Use a MOSFET instead of a relay as the switch, that way the rapid switching will not be a problem.

[Benta]

Place a 470k resistor between output and non-inverting input of your 741. Hysteresis is your friend.
And don't use a 741 for single-supply circuits. 1/2 LM358 will do the job better.

[Mousam Upadhyaya]

Thanks, I was aware of it, but I have many of such Relays Laying around, and a clicking sound would be satisfying 

[Mousam Upadhyaya]

AHH, my bad I was using LM358-P, the same you suggested, I mistyped. would be helpful how 470k will help me, I'll try it shortly 

[Ian.M]

As Benta has pointedout, you need to add positive feedback round the OPAMP to provide Hysterisis so it doesn't oscillate.
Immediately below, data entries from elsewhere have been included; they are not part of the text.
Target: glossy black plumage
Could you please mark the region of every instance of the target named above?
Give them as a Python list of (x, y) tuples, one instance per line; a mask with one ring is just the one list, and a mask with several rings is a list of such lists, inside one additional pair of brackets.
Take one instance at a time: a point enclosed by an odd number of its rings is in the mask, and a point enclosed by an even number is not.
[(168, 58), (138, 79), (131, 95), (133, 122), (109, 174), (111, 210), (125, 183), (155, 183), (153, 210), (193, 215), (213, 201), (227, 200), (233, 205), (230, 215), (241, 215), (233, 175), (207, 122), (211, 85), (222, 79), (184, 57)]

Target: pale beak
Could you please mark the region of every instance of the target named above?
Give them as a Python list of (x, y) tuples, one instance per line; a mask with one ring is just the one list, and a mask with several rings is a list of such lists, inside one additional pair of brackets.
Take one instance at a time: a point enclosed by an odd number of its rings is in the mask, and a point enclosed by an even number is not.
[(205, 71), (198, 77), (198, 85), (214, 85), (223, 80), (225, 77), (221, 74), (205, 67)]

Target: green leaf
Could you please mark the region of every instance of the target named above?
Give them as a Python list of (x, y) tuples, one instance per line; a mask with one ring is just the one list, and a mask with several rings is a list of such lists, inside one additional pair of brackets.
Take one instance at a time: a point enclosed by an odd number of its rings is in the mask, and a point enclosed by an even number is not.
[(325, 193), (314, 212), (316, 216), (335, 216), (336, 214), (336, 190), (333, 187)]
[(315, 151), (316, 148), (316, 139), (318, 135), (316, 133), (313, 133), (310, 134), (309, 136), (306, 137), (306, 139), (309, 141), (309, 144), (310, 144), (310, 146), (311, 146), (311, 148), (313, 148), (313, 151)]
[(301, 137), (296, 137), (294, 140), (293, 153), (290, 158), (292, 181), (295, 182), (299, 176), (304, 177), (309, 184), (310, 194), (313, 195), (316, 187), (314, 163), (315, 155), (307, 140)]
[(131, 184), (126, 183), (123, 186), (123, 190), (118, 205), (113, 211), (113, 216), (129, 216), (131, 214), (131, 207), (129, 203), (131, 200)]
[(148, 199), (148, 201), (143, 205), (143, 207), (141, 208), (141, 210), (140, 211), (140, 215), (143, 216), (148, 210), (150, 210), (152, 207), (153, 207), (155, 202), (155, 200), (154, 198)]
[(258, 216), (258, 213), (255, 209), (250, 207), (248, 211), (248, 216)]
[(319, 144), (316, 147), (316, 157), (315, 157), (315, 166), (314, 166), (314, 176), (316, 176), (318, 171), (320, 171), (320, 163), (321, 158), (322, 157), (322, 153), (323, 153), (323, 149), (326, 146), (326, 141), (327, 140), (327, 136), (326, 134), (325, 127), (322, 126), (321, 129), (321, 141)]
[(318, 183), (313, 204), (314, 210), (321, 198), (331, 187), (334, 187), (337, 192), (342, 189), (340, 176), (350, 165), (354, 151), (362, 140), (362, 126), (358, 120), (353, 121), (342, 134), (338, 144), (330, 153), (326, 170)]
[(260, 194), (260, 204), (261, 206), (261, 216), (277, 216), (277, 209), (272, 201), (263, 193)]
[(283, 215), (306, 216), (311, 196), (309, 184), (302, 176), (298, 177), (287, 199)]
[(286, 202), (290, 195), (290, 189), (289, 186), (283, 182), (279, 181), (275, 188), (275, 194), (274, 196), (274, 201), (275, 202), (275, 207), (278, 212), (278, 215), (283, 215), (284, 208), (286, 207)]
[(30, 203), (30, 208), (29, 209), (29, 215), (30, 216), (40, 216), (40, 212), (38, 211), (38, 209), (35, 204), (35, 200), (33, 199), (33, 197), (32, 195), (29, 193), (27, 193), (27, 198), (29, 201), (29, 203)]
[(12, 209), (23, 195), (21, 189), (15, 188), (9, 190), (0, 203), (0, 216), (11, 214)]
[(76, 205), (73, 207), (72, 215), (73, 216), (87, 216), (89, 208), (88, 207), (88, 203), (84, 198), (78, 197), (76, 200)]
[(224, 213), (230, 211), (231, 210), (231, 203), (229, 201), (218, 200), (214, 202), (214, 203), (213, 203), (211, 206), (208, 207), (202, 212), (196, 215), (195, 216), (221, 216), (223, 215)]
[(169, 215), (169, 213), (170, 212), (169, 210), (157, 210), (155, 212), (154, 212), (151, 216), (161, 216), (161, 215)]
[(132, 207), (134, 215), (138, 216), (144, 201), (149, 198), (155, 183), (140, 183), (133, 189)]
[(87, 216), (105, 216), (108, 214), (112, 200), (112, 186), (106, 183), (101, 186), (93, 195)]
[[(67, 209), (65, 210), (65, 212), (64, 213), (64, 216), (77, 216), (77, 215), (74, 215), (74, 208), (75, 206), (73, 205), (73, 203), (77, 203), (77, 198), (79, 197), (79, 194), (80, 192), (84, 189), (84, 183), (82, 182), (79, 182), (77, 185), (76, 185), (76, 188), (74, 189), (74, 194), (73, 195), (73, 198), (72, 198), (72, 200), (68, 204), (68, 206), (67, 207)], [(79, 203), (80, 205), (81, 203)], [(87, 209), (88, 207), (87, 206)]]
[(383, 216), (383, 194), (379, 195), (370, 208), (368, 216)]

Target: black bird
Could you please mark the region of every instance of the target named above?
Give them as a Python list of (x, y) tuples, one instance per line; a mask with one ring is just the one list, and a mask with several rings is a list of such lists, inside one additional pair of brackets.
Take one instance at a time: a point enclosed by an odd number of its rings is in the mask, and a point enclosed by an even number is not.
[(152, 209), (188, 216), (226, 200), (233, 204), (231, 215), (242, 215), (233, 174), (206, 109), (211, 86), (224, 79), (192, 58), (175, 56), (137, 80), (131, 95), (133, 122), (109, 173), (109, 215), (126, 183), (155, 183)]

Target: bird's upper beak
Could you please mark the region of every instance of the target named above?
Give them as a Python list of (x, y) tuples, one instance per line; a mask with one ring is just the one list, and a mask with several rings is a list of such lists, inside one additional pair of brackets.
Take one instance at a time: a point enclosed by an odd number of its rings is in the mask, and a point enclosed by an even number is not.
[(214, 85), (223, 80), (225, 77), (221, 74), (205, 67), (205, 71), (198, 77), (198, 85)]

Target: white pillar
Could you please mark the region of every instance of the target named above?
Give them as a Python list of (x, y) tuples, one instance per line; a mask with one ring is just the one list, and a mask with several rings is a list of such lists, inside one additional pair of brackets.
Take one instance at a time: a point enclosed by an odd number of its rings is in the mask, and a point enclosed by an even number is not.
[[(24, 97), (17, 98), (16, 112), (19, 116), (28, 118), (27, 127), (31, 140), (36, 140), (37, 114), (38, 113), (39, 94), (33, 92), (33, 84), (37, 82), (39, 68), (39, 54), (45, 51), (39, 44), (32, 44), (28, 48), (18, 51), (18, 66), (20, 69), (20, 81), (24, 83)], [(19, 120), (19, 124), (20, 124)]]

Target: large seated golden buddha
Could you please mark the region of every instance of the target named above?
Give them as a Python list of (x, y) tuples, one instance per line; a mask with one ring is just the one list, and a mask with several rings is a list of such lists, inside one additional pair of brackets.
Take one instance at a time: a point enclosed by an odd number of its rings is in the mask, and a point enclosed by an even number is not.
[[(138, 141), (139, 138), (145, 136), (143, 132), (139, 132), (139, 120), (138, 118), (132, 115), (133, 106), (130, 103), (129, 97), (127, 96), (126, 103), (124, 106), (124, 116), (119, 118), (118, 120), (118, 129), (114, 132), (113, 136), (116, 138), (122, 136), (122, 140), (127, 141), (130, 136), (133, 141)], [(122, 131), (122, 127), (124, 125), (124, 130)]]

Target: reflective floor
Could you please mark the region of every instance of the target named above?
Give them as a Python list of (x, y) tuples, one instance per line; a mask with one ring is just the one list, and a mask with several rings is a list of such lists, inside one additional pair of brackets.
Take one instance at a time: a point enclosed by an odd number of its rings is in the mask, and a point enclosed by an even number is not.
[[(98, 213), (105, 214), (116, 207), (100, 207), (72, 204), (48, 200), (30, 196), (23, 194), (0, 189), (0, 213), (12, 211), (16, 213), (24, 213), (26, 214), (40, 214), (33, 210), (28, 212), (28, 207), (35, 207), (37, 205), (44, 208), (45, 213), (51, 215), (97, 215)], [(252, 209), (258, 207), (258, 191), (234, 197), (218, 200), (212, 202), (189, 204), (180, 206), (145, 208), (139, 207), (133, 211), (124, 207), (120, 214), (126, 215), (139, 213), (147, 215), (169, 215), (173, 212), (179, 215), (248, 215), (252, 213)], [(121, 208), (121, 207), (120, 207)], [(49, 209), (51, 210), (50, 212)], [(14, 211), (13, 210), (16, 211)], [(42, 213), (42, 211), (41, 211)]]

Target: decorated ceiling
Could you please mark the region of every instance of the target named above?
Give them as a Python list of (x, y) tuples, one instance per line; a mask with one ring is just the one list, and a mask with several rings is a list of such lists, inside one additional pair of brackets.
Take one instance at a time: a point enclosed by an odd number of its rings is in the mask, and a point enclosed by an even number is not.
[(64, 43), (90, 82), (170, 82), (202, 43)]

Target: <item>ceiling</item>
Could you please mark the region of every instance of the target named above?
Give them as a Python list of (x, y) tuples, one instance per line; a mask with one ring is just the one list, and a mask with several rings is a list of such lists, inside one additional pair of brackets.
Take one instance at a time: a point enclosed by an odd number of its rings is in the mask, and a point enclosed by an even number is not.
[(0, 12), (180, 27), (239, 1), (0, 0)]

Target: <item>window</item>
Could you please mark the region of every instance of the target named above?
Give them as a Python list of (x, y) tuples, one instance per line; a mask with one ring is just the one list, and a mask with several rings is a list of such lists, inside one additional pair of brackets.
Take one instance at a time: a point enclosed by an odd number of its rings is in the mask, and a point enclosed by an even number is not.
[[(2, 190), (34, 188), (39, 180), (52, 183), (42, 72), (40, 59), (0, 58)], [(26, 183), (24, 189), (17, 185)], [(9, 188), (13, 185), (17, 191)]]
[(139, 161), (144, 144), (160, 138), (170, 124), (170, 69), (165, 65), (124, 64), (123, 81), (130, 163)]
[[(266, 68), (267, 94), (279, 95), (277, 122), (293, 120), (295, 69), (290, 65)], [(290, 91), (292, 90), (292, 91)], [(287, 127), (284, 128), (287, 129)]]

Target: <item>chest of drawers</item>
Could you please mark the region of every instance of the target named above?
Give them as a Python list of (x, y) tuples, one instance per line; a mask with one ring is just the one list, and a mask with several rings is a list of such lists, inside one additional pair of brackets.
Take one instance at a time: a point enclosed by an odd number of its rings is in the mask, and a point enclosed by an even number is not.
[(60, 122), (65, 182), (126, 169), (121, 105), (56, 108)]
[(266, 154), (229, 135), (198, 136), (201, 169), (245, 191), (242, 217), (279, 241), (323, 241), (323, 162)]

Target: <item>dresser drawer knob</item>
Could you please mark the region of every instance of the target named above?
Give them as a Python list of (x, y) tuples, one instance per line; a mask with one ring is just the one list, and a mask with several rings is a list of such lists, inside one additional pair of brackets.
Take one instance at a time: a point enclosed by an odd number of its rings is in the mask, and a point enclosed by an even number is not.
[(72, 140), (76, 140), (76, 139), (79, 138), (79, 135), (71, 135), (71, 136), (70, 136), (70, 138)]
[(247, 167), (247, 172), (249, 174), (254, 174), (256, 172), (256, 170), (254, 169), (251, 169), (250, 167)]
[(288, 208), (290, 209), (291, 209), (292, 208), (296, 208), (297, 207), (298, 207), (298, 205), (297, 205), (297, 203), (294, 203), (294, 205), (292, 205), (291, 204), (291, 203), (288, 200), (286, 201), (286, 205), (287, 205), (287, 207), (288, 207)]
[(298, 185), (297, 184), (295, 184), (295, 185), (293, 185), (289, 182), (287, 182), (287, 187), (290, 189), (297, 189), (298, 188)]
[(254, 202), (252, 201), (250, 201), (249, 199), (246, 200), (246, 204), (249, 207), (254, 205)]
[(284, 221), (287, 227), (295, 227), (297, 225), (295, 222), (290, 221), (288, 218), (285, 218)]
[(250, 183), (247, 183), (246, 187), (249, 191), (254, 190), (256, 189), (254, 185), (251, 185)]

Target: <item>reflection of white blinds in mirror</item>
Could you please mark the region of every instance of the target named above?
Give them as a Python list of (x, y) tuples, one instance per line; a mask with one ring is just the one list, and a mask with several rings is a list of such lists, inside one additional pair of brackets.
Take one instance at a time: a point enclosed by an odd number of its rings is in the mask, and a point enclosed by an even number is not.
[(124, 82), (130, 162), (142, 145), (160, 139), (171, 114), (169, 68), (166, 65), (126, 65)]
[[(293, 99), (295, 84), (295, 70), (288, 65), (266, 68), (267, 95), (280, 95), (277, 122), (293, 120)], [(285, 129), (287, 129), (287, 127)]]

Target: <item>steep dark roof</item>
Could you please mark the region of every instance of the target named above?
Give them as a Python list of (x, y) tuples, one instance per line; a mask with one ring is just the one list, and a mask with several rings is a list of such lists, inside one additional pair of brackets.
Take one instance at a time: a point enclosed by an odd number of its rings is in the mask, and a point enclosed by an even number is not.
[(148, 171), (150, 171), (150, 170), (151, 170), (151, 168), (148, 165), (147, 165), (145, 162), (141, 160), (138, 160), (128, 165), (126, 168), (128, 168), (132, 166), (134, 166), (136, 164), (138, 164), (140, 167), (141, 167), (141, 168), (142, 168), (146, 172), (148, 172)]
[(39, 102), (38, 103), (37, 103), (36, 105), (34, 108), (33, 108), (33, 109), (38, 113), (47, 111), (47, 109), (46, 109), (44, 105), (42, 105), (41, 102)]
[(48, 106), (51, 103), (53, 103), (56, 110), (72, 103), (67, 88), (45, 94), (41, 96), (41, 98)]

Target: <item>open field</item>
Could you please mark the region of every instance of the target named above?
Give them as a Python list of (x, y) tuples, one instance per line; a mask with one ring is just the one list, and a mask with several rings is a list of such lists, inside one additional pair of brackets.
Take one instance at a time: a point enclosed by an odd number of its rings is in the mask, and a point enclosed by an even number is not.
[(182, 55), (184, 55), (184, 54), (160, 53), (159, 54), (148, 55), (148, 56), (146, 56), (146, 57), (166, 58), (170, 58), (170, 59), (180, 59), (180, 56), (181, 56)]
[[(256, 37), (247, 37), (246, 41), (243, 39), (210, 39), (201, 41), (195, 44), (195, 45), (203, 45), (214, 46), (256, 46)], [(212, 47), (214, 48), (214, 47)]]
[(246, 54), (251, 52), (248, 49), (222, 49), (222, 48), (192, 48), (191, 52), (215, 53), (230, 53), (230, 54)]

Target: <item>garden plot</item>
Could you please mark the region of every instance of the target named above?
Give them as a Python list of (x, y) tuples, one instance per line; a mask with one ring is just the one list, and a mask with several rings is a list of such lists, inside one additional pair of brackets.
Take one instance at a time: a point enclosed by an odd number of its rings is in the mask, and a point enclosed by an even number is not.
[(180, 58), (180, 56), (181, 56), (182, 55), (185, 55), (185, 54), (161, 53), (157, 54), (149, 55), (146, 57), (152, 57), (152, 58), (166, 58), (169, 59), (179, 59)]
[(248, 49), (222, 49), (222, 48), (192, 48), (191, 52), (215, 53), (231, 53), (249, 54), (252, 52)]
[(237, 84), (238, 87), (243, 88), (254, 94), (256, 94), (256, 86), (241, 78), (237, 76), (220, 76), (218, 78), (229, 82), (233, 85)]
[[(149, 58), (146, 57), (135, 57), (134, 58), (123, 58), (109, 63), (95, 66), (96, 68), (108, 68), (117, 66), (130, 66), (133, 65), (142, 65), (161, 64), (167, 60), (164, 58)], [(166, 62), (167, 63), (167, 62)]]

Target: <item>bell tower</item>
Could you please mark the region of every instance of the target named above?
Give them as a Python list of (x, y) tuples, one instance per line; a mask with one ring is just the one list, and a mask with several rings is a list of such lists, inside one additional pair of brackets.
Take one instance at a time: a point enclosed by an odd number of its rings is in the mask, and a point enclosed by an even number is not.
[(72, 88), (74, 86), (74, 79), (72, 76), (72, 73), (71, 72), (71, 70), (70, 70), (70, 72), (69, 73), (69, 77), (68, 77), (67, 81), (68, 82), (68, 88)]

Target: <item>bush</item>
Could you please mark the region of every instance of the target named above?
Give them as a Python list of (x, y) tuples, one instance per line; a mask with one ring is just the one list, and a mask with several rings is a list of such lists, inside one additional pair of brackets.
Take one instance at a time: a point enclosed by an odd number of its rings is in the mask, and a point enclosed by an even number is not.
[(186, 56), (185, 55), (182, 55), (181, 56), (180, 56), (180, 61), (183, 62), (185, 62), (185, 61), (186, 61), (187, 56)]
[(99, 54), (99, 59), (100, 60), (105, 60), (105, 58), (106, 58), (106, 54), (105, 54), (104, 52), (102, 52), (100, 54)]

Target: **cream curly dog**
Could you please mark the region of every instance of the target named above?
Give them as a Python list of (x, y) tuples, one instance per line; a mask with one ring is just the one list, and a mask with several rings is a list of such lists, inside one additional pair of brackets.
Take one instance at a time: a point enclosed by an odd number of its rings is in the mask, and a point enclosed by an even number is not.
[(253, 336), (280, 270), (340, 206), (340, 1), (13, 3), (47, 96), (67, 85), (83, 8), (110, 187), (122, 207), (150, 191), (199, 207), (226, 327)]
However I think the hystersis range should be greater than Benta's suggested 470K resistor would provide.  Ideally it should start charging if the voltage is under 12.6V (fractionally under the resting voltage of a fully charged lead acid battery) and stop when the battery voltage reaches your 14.4V end of charge setpoint.  The precise value of the feedback resistor will depend on the equivalent resistance seen at +in from your battery voltage feedback divider, but an order of magnitude greater would get you 'in the ballpark'   Adjust the feedback resistor value to get the desired hysteresis range.

Also your TL431 circuit as drawn is absolute nonsense.   Use the shunt regulator circuit from its datasheet with resistors calculated to give about 6V for your reference voltage (10K lower, 15K upper for the Adj divider should be near enough)  Use a 2K7 dropper resistor from your 15V supply to feed it, which will give about 3mA through the TL431, plenty for stable regulation.